The historic Trans-Pacific Partnership (TPP) negotiations finalized today could affect the cost of health care in significant ways.
 
This morning, the United States and its 11 Pacific Rim trade partner countries finalized what will be the largest regional trade accord in history, if enacted. The signatory nations control about 40% of global trade.
 
According to the parties, the overall objective of the TPP is to lower trade tariffs between signatory nations and enact new regulations to make way for cheaper goods, including food, medicines, and everyday household items.
 
Negotiations were stalled and then extended due in large part to differences over the appropriate amount of time that pharmaceutical companies should enjoy market exclusivity for a new drug.
 
Although the negotiations were conducted in secret, leaked portions of the TPP draft text revealed that the pharmaceutical provisions were poised to make it difficult for generics to challenge brand-name drugs abroad.
 
Earlier iterations of TPP intellectual property provisions enhanced patent and data protections for pharmaceutical companies in all signatory countries, which public health advocates and generic industry organizations argued would have worked to obstruct price-lowering generic competition for drugs and thereby hinder public health interests worldwide.
 
Former Generic Pharmaceutical Association (GPhA) president and CEO Ralph G. Neas previously said that the pharmaceutical provisions in the TPP would “fail to strike the right balance between fostering innovation and ensuring expedited access to more affordable medicines.”
 
Speaking to the TPP’s effects on the overall US health system, Neas said it “would adversely affect generic utilization rules used in healthcare programs such as Medicare, Medicaid, and the Veterans Health Administration.”
 
US negotiators eventually conceded and agreed that brand-name drug manufacturers would have a market exclusivity period of 5 to 8 years. Currently, biologic makers enjoy 12 years of market exclusivity and patent protection.

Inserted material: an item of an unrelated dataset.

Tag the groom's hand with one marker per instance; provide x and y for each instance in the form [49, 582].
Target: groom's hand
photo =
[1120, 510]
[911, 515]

In response to the updated TPP provisions, current GPhA president and CEO Chip Davis said the agreement brings the generics industry closer to "improv[ing] worldwide patient access to affordable medicines [by] embracing competition from safe, effective biosimilar therapies." 

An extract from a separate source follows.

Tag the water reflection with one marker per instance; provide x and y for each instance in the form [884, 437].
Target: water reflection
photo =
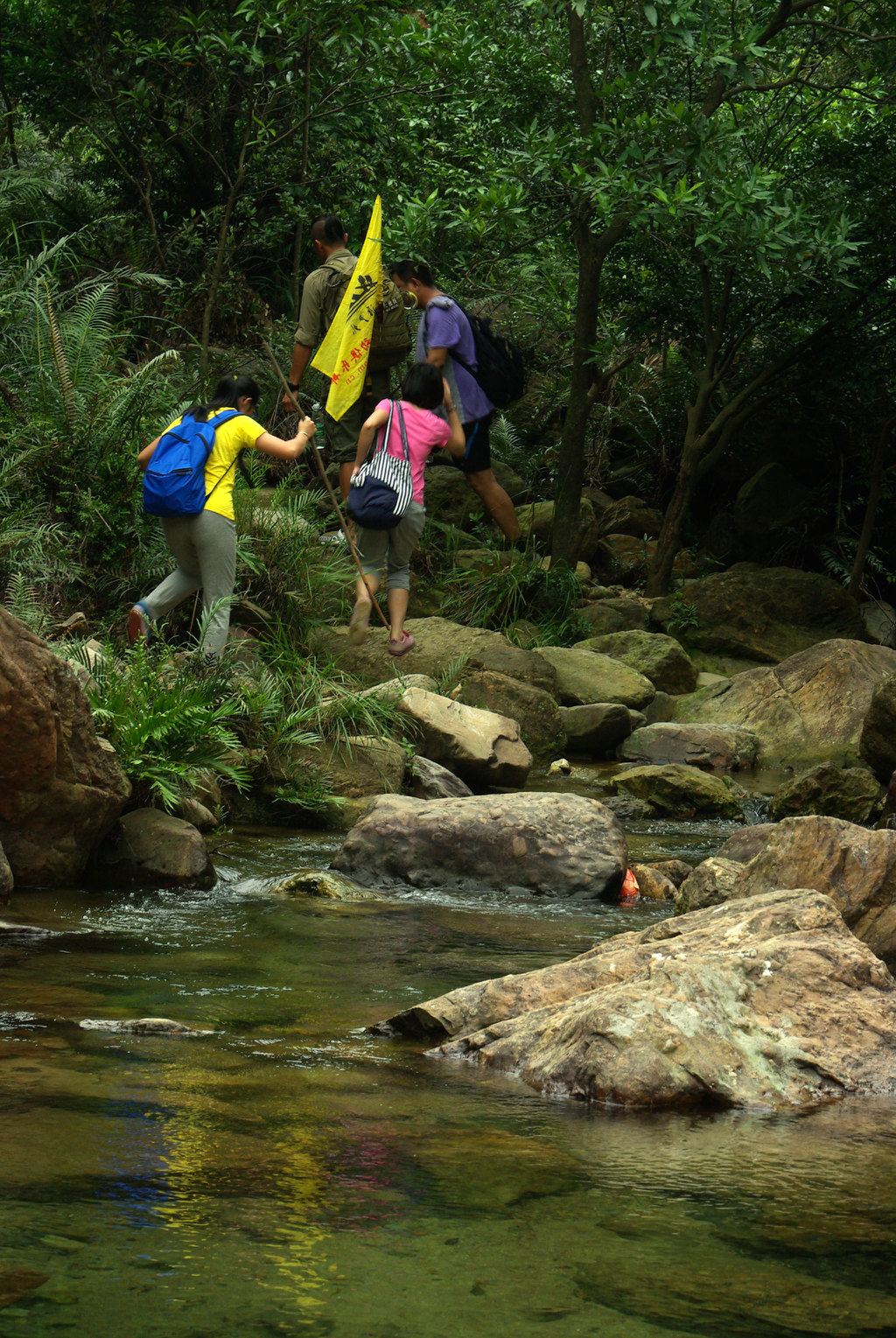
[293, 1175]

The reduction in specialty drugs’ exclusivity period falls in line with Presidential hopeful Hillary Clinton’s recently outlined plan to overhaul the pharmaceutical industry and reduce skyrocketing prescription drug costs in the United States.
 
Others believe that TPP pharmaceutical provisions are especially harmful for foreign counties that had no prior protections for biologics. For instance, Peru, Vietnam, Malaysia, and Mexico had absolutely no monopoly protection on data for biologics whatsoever.
 
Doctors Without Borders contends that the TPP “will still go down in history as the worst trade agreement for access to medicines in developing countries.”
 
The TPP debate will likely continue to face stringent opposition both domestically in the US Congress as well as abroad in other countries. It is also likely to play a key role in US candidates’ presidential campaigns in the lead up to next year’s election.
 
Presidential hopeful Senator Bernie Sanders has already condemned the TPP, saying he is “disappointed” that “Wall Street and other big corporations have won again.”
 
Sanders has aggressively pushed for more government intervention to maintain the affordability of generic drugs, contending that “For years, generic drugs have made it possible for people to buy the medicine they need at lower price…We need to make certain that generics remain affordable.”
 
The 12 trade partner countries —Australia, Brunei, Canada, Chile, Japan, Malaysia, Mexico, New Zealand, Peru, the United States, Singapore, and Vietnam—must now individually vote on the negotiated provisions.
 
The full text of the TPP is expected to be available to the public within the next month.